Journalisme professionnel : Avenir à haut risque

La loi sur les aides en faveur du journalisme professionnel prendra effet dès dimanche prochain. Sera-t-elle à la hauteur des défis qui se posent au « quatrième pouvoir » ?

Image : domaine public

Alors que la Chambre des député-e-s s’était refusée depuis l’automne 2020 à rencontrer aussi bien le Conseil de presse que l’Association luxembourgeoise des journalistes professionnel-le-s pour échanger sur la nouvelle législation – ceci, affirmait-on, pour ne pas ralentir le processus législatif et pour garantir une mise en vigueur rapide des nouvelles dispositions –, la loi sur les aides en faveur du journalisme professionnel a été enfin signée par le chef de l’État à Cabasson (F) en date du 30 juillet, pour une entrée en vigueur à partir du 15 août 2021.

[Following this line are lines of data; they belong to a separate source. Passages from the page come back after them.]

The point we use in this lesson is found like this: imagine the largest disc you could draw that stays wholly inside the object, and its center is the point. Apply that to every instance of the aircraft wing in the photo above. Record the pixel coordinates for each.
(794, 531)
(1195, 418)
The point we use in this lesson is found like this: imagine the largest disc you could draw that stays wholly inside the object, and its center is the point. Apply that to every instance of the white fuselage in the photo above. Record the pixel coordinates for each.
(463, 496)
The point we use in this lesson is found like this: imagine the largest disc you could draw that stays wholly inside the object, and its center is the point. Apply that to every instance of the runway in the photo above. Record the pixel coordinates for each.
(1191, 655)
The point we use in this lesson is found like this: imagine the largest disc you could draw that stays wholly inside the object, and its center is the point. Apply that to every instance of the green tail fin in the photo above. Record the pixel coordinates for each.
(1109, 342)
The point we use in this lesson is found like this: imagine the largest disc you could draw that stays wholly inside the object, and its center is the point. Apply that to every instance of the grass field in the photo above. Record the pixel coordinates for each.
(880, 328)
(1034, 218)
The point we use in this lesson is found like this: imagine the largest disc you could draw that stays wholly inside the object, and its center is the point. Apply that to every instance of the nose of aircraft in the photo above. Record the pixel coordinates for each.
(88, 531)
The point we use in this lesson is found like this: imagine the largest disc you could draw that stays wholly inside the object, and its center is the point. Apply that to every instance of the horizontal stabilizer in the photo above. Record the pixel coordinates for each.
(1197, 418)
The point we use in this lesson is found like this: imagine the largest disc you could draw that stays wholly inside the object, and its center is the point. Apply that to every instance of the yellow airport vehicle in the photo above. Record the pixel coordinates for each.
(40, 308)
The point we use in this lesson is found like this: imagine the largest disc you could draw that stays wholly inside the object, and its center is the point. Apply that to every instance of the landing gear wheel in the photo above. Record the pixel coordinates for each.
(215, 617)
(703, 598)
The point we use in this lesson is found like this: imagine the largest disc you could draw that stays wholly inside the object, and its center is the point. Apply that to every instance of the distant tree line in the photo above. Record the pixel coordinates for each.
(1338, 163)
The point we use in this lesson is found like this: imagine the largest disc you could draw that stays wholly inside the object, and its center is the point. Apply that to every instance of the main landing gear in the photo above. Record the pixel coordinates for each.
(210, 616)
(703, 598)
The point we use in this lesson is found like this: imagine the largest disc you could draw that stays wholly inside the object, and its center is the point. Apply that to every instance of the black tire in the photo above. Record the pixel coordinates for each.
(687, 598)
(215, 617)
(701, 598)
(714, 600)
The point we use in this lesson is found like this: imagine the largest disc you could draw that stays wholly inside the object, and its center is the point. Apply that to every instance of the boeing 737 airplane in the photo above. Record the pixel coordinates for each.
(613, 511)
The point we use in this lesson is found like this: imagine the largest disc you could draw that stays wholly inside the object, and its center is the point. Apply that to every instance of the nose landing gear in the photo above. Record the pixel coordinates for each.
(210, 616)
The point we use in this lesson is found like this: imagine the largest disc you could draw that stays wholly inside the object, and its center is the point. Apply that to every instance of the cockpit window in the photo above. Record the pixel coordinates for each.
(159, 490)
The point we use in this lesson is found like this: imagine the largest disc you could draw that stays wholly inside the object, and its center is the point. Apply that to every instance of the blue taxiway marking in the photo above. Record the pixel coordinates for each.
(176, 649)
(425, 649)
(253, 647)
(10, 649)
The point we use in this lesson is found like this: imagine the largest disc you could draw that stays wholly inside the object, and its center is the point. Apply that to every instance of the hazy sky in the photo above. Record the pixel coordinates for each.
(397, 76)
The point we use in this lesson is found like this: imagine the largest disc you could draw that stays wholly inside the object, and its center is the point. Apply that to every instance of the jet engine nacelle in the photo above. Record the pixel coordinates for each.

Le weekend prochain aura donc lieu ce fameux « changement de paradigme » qui subventionnera à l’avenir le nombre de journalistes employé-e-s par média plutôt que les « tonnes de papier imprimé », comme l’argumentaient les représentant-e-s de la majorité parlementaire, mais aussi une grande partie de l’opposition.

Or, l’ancienne aide n’a jamais subventionné les tonnes de papier, mais se basait sur un critère de mesure du volume rédactionnel des médias visés : une page standardisée d’un « petit » éditeur – donc à faible tirage – valait autant qu’une page d’un « gros » éditeur. Ce n’était donc pas l’aide publique qui amenait un éditeur spécifique à augmenter son tirage, mais plutôt l’éventail de son lectorat.

Et rien n’indique que la nouvelle loi ne sera pas, dans sa globalité, plus papivore que l’ancienne. En incluant dorénavant les publications gratuites et en stimulant la distribution à gogo, de nouveaux appétits se verront excités. Et des tirages conséquents ne se feront pas attendre.

L’ancienne loi n’était pas sans failles et a été contestée dans les colonnes du woxx à maintes reprises. Des analyses fouillées sur une meilleure attribution de l’aide existante, dont le périmètre devait être élargi à d’autres types de publications aux supports variés, ont été présentées aux différents ministres chargés des médias. Un table ronde avec l’un d’eux a même eu lieu en 2012.

Alors, pourquoi ne pas être emballé par la nouvelle loi, qui inclut dorénavant notamment les mensuels et les publications en ligne ?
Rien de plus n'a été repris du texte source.